— Скажите, Марк, часто ли можно услышать музыку Рахманинова во Франции?
— Лет тридцать назад, когда я впервые приехал в Париж, Рахманинова там играли очень редко. Наверное, потому, что его музыка слишком эмоциональна. Но за последнее время эмоциональный градус европейцев, видимо, повысился. Теперь он звучит чаще.
— Для вас имеет значение, где играть: на Западе или в России?
— Конечно! В России я играю с гораздо большим удовольствием. Помню, как на своем первом парижском концерте я играл с ирландским дирижером, который был таких габаритов, что все время клал свой живот на пюпитр. И как я его ни просил убрать живот, так как он мне загораживал музыкантов, у него это получалось лишь на минуту. И никакого контакта не было. С русскими дирижерами всегда можно найти контакт, можно попросить «убрать живот с пюпитра», если он есть, конечно.
— Что движет вами во время игры: ум, сердце, страсти?
— О, это моя личная тайна! Никому никогда ее не открою, даже под общим наркозом.
— В западной прессе вас называют «демоном» виолончели. Вы с этим согласны?
— Ой, нет! Я бы так далеко не ходил. Пока я еще в ангелочках…(смеется).
— Людям как-то удобнее и приятнее слушать уже известную им музыку. Вы выбрали для этого концерта редко исполняемые произведения Боккерини и Мийо.Почему?
— Когда мне сказали, что в Омске будет фестиваль «Рахманиновская весна», я долго думал, что же сыграть. Остановился на этих композиторах. Боккерини родился лет на двести раньше Рахманинова, но оркестровка его концерта сделана в эпоху Рахманинова, и она вполне в его духе, очень романтичная. В музыке Дариуса Мийо тоже есть этот дух времени начала века. Кстати, я в Париже общался с мадам Мийо, вдовой композитора. В прошлом году ей исполнилось 100 лет, и она была награждена какой-то медалью, наверное, за выслугу лет…
— ожет, за жизнь?
— Да, да… Эпоха Рахманинова была, на мой взгляд, богаче талантами, чем сейчас. В то время жили и творили Сен-Санс, Мийо, Стравинский, Верди…
— Говорят, выбор инструмента зависит от внутренних качеств музыканта. Помните, как в «Репетиции оркестра» Феллини герои объясняют, почему они выбрали именно этот инструмент. А почему вы выбрали виолончель?
— Это решило жюри азербайджанской консерватории Вообще-то меня на пианиста готовили. До сих пор жалею, что не играю на фортепиано.
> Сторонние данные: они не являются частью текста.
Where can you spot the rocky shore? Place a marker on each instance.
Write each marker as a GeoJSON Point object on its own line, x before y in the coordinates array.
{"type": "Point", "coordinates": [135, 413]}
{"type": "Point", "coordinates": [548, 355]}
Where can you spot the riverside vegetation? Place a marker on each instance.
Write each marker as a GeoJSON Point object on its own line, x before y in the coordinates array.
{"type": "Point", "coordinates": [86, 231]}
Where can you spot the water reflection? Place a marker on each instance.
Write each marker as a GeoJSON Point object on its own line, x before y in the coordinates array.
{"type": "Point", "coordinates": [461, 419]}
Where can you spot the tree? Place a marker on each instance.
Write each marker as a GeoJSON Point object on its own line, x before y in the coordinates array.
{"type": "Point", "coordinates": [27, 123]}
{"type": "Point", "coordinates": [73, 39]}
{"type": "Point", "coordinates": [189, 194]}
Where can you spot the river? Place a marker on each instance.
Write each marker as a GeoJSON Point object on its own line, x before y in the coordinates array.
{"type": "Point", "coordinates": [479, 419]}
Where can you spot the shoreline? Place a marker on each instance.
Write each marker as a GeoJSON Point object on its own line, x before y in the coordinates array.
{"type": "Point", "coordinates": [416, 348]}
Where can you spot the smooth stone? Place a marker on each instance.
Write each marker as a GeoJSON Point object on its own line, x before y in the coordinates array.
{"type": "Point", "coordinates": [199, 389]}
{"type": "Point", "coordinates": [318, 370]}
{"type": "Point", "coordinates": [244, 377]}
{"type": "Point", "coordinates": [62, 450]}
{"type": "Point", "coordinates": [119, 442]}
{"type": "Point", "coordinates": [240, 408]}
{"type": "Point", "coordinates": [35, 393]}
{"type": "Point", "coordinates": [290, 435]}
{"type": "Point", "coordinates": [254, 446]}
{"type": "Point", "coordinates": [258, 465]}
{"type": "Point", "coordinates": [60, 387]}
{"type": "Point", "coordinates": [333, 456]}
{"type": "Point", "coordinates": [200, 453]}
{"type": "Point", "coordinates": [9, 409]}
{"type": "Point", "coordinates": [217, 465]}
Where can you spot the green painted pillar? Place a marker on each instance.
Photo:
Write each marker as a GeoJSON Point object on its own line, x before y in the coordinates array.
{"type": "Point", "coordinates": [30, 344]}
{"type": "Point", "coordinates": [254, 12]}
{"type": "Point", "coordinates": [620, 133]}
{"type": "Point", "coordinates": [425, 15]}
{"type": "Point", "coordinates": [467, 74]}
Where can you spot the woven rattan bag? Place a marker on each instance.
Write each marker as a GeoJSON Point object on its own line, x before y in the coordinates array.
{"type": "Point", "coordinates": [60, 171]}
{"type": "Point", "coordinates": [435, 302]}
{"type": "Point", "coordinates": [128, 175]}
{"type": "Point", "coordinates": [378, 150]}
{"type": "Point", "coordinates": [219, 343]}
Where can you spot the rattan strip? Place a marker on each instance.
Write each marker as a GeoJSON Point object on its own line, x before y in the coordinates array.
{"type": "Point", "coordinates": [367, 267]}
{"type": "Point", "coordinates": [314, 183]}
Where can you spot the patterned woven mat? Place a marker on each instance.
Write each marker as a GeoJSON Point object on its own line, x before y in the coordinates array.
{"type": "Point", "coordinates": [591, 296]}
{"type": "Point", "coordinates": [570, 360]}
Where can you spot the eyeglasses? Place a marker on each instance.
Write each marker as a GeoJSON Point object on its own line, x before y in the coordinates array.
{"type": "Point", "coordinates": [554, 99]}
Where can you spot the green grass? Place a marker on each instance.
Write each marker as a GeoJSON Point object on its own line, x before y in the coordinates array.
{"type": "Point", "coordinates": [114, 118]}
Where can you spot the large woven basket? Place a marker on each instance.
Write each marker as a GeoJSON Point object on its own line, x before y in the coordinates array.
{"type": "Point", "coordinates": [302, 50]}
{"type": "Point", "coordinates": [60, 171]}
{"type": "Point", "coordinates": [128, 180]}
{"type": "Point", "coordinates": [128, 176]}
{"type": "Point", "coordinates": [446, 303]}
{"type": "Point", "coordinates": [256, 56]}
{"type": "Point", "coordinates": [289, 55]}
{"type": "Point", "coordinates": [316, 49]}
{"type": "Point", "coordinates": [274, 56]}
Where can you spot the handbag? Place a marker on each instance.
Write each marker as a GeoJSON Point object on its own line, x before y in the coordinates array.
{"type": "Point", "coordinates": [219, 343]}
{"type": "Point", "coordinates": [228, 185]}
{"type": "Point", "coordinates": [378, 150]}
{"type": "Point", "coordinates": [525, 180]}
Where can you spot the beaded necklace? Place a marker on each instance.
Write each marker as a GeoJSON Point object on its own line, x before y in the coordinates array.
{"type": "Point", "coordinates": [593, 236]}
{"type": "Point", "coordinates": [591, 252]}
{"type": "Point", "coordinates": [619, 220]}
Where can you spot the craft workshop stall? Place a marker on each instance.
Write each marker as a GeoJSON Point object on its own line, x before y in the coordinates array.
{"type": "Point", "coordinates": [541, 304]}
Видите, какой футляр у виолончели большой? Пятнадцать кило весит! Особенно тяжело, если лифт в гостинице не работает.
— Но зато это позволяет быть в хорошей физической форме…
— Да, это точно! (смеется).
— Вы были учеником Мстислава Ростроповича. Строгий он учитель?
— Вы же видите результат! (Показывает на себя). Если бы он работал строже, то и результат был бы лучше!
— Возник ли у вас какой-то личный, человеческий контакт c маэстро?
— Безусловно. Даже сейчас, когда мы встречаемся, всегда обнимаемся и троекратно, по-русски, целуемся.
— А какую музыку вы предпочитаете слушать, когда отдыхаете?
— Когда я в последний раз был в Буэнос-Айресе, то просто пришел в восторг от бразильской музыки. Танго я готов слушать 24 часа в сутки!
— Сами не танцуете?
— Конечно,танцую!
— А свою виолончель вы всегда возите с собой?
— Да, приходится. У нее очень интересная история. Родилась она в 1748 году. Купил я ее у одного старого эмигранта по фамилии Ротшильд. Нет, это не родственник того самого Ротшильда. Виолончель была вся поросшая мхом, с пауками внутри. Но когда я ее отремонтировал, она так зазвучала! В общем, у нас с ней есть какая-то общая жилка.
— Она для вас — женщина или мужчина? Я к тому, что по-французски слово «виолончель» — мужского рода.
— Конечно, женщина! И ревную я ее, как женщину, когда ее обнимает другой музыкант. Кстати, Ростропович как-то попросил французских академиков «поменять пол» виолончели- Он сказал: «Это невозможно, что мы обращаемся к ней в мужском роде!».
— Спасибо за беседу. Успехов вам во всем!